Мороза скрипучие лыжи
Скользят у тебя по груди.
Межзвездный презрительный холод
Во весь распрямляется рост,
И мир на ледяшки расколот
Средь грубо нарубленных звезд.
1940
«Вот этаких — сплотил и изваял…»
Вот этаких — сплотил и изваял.
Была ж резцу работа и ваялу!
По скульптору — материал,
Но ведь и скульптор — по материалу!
1941
ИЮЛЬ 1941
Уходит солнце мертвой розой,
День меркнет, и нельзя помочь,
И склеротической угрозой,
Как жила, набрякает ночь.
Она стоит, она коснеет
Тысячетонной тишиной,
И некий черный тромб густеет
В безмолвной дрожи кровяной.
И, разрывая людям уши
И миру придавая крен,
Вдруг тайным голосом кликуши
Вопит отчаянье сирен.
И в небо, в известковый свиток,
В апоплексический сосуд,
Тугие выдохи зениток
Удушье смертное несут.
И бредом фосфорного пыла
Встают и в небе до утра –
Бедлама синие стропила –
Шатаются прожектора.
А небо, купол, круче-круче
Свой перекладывает руль,
Чтоб рухнуть в бешеной падучей
Зеленых, синих, алых пуль!
1941
РАССВЕТ
На горизонте меркнут пожары,
Чуть выцветает черная ночь,
Реже и глуше рвутся удары,
Клекот моторов кинулся прочь.
Тихо. Всё тихо. Небо свинцовей.
Сонною рыбой мякнет балкон.
Тише движенье вспугнутой крови,
Куришь ровнее, страх под уклон.
Тихо, как мрамор. Улиц каньоны
Пусты и голы. И над тобой
Голос грохочет, далью рожденный:
«Больше угрозы нету. Отбой».
Медленный выдох! Медленно с вышки
Сходишь на землю. Жизнь — впереди:
Около суток. Дальние вспышки?
Это пустое, — и не гляди…
В комнате серой ровно и скучно.
Мне подарили двадцать часов.
Чем их заполнить? Время беззвучно,
Мысли застыли, — чашки весов.
Нечего взвесить, нечего бросить.
Атараксия, строгий покой…
Только, должно быть, новая проседь
Снова поладит с новой тоской.
1941
ОЖИДАНИЕ
Надвигается ночь. Надвигается ужас ночной.
Раскрывается с хрустом огромное пресное небо.
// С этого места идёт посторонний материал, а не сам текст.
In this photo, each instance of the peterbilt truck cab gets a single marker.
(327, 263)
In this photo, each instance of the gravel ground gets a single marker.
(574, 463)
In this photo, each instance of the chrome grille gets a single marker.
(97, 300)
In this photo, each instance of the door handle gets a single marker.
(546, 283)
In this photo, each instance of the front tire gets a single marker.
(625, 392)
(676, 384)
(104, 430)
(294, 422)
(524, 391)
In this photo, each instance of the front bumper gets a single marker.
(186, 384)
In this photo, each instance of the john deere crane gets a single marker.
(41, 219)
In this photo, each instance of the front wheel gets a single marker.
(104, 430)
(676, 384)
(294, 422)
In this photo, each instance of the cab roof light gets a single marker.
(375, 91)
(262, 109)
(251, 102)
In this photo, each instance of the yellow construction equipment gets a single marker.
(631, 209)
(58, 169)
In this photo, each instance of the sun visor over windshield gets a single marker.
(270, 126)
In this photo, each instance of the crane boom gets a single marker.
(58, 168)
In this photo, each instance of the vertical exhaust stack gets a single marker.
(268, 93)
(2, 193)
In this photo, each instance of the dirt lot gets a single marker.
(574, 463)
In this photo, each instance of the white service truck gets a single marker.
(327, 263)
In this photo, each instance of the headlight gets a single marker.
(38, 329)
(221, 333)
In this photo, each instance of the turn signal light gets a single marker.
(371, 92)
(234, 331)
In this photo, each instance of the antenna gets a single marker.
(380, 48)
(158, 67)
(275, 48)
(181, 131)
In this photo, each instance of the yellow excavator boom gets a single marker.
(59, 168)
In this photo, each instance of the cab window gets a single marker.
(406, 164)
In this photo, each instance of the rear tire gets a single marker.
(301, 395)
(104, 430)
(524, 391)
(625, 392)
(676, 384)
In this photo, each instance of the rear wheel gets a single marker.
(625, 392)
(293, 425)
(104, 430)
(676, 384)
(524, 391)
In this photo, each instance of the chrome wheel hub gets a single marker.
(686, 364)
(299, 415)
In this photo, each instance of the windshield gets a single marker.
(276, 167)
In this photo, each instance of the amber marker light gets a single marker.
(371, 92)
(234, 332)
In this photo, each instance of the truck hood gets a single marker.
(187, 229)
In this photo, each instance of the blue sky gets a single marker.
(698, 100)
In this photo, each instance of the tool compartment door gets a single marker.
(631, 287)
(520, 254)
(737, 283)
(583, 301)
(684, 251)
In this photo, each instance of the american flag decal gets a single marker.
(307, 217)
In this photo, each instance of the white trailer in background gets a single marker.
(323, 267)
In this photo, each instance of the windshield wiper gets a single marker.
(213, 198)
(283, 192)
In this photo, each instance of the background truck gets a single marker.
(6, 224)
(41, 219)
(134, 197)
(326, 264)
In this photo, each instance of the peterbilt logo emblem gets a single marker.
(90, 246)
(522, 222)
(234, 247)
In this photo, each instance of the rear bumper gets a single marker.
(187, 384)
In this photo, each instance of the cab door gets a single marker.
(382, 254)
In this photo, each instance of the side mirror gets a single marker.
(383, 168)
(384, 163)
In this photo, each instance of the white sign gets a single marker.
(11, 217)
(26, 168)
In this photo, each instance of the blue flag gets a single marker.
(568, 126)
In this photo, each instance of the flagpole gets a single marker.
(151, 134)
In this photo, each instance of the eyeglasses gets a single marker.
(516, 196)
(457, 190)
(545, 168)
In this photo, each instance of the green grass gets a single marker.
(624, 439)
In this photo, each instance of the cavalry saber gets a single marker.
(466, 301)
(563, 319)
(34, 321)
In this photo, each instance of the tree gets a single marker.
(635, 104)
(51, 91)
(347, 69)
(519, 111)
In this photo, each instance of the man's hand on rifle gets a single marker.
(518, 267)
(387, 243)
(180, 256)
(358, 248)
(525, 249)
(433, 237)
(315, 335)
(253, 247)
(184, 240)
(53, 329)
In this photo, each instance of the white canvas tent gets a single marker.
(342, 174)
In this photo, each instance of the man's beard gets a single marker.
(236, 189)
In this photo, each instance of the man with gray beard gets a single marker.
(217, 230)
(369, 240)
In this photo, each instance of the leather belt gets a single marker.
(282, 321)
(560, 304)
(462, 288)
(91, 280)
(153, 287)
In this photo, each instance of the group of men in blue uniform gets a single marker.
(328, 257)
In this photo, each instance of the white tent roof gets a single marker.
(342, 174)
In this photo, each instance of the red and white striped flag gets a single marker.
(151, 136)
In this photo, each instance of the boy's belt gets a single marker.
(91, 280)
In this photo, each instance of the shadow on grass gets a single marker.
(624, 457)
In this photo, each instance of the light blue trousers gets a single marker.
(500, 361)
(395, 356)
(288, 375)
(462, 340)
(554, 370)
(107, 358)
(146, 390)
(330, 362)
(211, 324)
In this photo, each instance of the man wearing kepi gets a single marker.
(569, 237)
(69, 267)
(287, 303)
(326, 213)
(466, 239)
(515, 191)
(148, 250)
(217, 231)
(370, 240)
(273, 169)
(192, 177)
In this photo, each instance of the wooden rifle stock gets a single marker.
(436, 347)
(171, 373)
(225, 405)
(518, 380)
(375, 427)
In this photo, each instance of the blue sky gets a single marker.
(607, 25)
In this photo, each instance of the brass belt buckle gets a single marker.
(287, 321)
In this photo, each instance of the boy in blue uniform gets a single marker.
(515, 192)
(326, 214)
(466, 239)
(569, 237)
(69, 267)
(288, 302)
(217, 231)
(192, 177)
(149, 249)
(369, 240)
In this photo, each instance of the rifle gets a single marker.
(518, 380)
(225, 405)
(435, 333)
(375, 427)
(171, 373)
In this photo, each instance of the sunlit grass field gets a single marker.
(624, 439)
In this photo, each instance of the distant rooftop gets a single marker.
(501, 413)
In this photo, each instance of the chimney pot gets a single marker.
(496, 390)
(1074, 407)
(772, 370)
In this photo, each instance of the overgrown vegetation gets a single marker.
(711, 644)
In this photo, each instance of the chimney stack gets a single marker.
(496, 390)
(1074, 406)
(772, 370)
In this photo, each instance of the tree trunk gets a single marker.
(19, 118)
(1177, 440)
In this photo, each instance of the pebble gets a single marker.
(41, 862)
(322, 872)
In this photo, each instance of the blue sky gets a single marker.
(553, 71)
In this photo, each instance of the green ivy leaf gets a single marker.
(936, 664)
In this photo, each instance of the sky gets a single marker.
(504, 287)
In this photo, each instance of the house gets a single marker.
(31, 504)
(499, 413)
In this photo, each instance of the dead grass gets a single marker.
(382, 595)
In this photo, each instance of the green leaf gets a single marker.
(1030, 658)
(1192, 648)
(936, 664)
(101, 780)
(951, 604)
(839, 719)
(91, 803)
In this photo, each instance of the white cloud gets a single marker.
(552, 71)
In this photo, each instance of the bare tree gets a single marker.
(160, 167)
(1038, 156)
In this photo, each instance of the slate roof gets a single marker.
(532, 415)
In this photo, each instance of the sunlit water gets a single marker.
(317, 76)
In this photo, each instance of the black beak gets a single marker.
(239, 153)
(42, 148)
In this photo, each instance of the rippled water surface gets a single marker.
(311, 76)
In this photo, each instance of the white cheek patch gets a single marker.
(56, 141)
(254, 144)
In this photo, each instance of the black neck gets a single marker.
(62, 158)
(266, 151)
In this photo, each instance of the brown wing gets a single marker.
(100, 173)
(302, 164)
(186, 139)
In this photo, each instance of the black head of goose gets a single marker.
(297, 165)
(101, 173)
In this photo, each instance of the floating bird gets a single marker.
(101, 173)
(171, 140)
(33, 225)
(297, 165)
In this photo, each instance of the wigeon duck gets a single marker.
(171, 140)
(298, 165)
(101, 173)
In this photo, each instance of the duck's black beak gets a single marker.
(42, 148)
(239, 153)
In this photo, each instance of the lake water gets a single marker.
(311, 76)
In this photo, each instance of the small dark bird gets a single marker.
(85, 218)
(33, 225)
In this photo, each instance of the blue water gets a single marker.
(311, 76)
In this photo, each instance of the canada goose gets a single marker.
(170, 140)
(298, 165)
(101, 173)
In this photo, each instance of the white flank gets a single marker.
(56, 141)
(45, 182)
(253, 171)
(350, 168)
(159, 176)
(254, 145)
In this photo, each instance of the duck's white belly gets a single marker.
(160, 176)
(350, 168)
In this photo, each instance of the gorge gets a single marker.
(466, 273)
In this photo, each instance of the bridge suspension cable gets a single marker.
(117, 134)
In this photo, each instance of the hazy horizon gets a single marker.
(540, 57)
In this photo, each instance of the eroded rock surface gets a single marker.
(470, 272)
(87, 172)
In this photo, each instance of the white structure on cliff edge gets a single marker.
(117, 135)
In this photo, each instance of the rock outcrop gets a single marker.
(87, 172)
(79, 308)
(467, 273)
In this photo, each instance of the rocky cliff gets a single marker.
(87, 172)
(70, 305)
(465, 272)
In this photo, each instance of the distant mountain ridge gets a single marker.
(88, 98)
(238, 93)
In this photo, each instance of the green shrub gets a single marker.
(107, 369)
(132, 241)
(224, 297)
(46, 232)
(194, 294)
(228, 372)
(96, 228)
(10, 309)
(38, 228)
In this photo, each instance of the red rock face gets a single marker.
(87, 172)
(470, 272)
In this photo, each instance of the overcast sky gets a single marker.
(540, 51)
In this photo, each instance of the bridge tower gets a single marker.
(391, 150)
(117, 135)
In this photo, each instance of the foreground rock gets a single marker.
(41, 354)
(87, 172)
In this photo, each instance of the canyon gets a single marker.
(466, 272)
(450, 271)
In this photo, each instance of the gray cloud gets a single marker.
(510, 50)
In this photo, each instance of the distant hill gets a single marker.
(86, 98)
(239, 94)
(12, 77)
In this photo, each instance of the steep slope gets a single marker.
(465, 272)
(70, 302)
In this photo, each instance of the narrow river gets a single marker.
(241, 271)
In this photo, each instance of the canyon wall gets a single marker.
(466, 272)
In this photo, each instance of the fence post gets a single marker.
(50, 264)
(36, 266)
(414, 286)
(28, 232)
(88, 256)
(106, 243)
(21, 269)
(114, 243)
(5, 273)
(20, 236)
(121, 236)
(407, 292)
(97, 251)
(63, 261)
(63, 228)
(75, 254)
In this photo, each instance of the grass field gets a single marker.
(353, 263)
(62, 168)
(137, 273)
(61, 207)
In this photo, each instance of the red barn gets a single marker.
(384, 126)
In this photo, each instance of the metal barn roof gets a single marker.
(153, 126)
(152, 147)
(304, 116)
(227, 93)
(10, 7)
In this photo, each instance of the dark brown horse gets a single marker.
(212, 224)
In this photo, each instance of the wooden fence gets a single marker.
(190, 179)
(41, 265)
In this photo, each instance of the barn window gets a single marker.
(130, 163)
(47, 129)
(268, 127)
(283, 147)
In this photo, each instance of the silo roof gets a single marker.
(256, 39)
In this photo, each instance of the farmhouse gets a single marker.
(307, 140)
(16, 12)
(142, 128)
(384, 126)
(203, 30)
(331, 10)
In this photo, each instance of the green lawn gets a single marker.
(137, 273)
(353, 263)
Повисает луна. Повисают под белой луной
Меловые ковриги небесного дутого хлеба.
Этот мертвый, как проповедь, этот банальный пейзаж,
Эти мертвые хлебы, подобие вялых баллонов,
Неотвязной, астмической тяжестью давят… Глаза ж
Ищут знамений рдяных, и сердце стоит, захолонув.
И они возникают. И мне угрожают они
Безысходностью гибели, мертвою хваткой измора, –
И в громах тяжко-мраморных серые сходят огни…
Я не знал никогда, что мой город зовется Гоморра.
1941
ОДИНОЧЕСТВО
Мы живем вчетвером: я, собака
и наши две тени;
Неразлучны, мы бродим
по комнатам нашим пустым;
Мы диваны меняем,
полны отвратительной лени,
И две тени кривляются, –
ноги бы вывернуть им!..
Ничего… Это нервы гудят,
это фосфору мало,
Это нет телеграммы
от где-то живущей жены.
Ничего, ничего…
Лишь бы ночь без пальбы промахала,
Лишь бы в снежных сугробах
завяз Джаггернаут войны!..
К нам не ходит никто,
да и некому. Я и собака
На прогулку выходим
на мерзлый и мутный чердак.
Слабо кашляет крыша под вьюгой,
и грубого шлака
Скрип и хруст регистрируют
каждый мой сдержанный шаг.
И — стою: интеллект,
гражданин, пожилой и почтенный;
Оловянная изморозь,
слышу, растет на стене.
Я затерян среди
равнодушно висящей вселенной,
Свидригайловской вечностью
душу расплюснувшей мне…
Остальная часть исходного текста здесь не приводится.